You should never, ever, no time, (did I mention 'never'?) run services you don't use or have a business or production need for.
Two reasons: First is security minded. If you have a service active, it is just another way to be hacked. Second is that an active, running service uses machine power, which is wasteful of electrons if there’s no need for it.
Ranft added his experience with inetd on MPE/iX:
Note that the command:
inetd.net.sys - c
will have inetd re-read the configuration.
Your success with this may vary. I've had lots of trouble with inetd in the far past. They got a lot better with the latest (final, for MPE/iX) set of patches. But on occasion, a scheduled restart (inetd.net.sys -k) and re-stream will probably help prevent issues.
I run my inetd with the logging feature.
!job jinetd, manager.sys !.... !run inetd.net.sys;pri=cs;info="-l" !eoj
This allows one to see the offending IP address in the $STDLIST.
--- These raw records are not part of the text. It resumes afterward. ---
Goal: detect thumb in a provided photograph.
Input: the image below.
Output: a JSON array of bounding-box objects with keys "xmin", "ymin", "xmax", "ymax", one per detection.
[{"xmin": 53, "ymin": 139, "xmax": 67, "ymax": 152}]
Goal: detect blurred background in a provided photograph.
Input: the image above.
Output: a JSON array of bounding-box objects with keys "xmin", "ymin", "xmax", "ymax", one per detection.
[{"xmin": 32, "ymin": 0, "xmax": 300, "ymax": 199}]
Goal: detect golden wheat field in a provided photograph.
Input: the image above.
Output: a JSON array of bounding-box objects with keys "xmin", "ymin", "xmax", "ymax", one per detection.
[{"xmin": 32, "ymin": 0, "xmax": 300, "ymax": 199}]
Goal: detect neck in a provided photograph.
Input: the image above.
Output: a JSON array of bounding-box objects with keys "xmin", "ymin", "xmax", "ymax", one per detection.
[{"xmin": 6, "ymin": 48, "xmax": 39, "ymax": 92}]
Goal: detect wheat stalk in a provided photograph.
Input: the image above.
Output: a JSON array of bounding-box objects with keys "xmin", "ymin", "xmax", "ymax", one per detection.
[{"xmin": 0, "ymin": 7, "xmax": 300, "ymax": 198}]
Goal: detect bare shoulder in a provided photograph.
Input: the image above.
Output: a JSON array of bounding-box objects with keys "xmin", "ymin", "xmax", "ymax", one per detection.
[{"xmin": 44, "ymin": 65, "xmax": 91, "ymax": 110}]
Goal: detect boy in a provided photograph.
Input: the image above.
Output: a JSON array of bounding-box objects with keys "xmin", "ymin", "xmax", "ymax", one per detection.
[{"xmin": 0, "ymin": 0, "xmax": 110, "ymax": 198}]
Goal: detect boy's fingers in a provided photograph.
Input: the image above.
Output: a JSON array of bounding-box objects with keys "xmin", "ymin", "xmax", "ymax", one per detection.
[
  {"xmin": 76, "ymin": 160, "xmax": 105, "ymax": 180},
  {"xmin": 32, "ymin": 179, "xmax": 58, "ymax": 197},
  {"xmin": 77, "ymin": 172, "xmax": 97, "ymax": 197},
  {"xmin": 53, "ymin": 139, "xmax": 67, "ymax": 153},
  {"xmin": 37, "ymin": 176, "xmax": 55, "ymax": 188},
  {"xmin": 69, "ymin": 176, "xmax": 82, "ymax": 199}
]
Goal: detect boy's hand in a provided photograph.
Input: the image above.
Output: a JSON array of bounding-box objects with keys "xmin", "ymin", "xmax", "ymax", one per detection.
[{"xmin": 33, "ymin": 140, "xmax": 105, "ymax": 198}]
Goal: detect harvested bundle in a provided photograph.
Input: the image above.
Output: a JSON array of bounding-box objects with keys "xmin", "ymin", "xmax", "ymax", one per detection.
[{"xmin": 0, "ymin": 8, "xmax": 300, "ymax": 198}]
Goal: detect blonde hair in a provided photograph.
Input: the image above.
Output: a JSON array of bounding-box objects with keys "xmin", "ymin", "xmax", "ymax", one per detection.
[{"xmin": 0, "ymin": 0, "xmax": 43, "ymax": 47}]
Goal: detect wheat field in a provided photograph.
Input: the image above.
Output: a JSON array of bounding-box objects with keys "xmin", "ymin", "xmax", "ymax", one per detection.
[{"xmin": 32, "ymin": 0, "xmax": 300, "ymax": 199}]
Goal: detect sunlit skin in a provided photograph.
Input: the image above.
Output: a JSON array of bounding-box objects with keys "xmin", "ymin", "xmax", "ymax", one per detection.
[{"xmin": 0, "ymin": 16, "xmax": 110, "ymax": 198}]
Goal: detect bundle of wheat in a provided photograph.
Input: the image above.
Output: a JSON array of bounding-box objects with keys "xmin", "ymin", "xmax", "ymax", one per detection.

Received call for: telnet tcp telnet/tcp: Connection from unknown (10.0.1.226) at Fri Nov 6 19:56:28 2015 Received call for: echo tcp echo/tcp: Connection from unknown (127.0.0.1) at Wed Nov 11 12:56:45 2015 Received call for: echo udp echo/udp: Connection from unknown (127.0.0.1) at Wed Nov 11 12:57:07 2015 Received call for: echo udp echo/udp: Connection from unknown (127.0.0.1) at Wed Nov 11 12:57:25 2015
As one veteran to others, I honor the services of all on this day, and thank you for your efforts toward our security. Long may it wave.